Carrier women are often intellectually normal; some men can carry the mutation and be intellectually normal. Intellectually normal carriers can develop an ataxic/neurodegenerative disorder in late adult life (both genders) or have premature ovarian failure (women).
This test has diagnostic and familial implications.
In an intellectually disabled person of either gender, an abnormal result is diagnostic of the Fragile X syndrome. A normal result essentially excludes this diagnosis; the mutation is found in >99% of patients with this disorder.
In an intellectually normal person, an abnormal result indicates that they are at risk of having affected relatives, and that they may be at increased risk of ataxia or premature menopause in later life.
This is an assay for heritable mutations. It may raise issues of ethics or consent that are different from most other investigations ordered in the routine care of a patient. The interpretation of the result may also be dependent on the family history and the interpretation of other studies.

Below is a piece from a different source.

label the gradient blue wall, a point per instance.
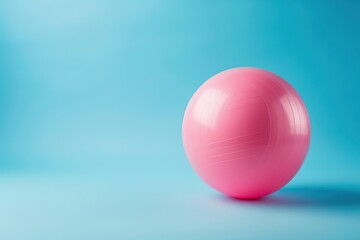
(92, 94)
(98, 84)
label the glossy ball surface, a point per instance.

Sizing and triplet repeat primed PCR to detect expansion of the CGG repeat region in the FMR1 gene.
This test can be requested by any medical practitioner.
4 mL blood in EDTA (separate tube required). Specimens may be collected by the requesting practitioner or at any Sonic Healthcare pathology collection centre.

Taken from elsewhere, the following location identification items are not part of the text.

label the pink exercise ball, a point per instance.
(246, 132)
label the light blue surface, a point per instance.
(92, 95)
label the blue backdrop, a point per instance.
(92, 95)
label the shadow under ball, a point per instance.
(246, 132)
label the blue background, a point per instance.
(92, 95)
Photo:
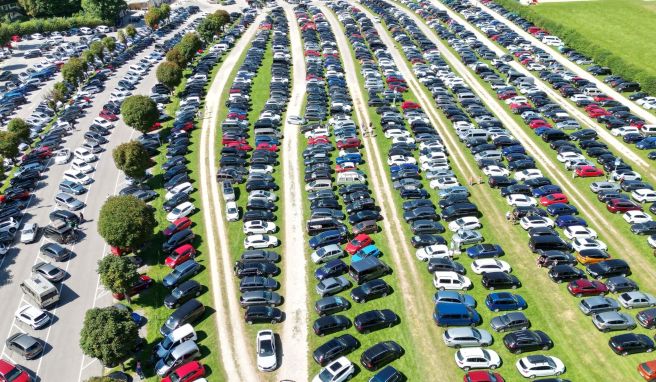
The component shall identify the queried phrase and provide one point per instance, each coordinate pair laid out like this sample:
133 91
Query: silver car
466 337
608 321
598 304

To help ensure the quality of the test, a genetic test should be done with a dedicated sample whenever possible i.e. a sample collected specifically for that test rather than a sample that is used for multiple tests.
We also recommend that the patient or another adult check the labelling of request forms and sample tubes.
Please include statement about family history (or not) of fragile X in clinical details on referral form. If family history is present, please state relationship to patient.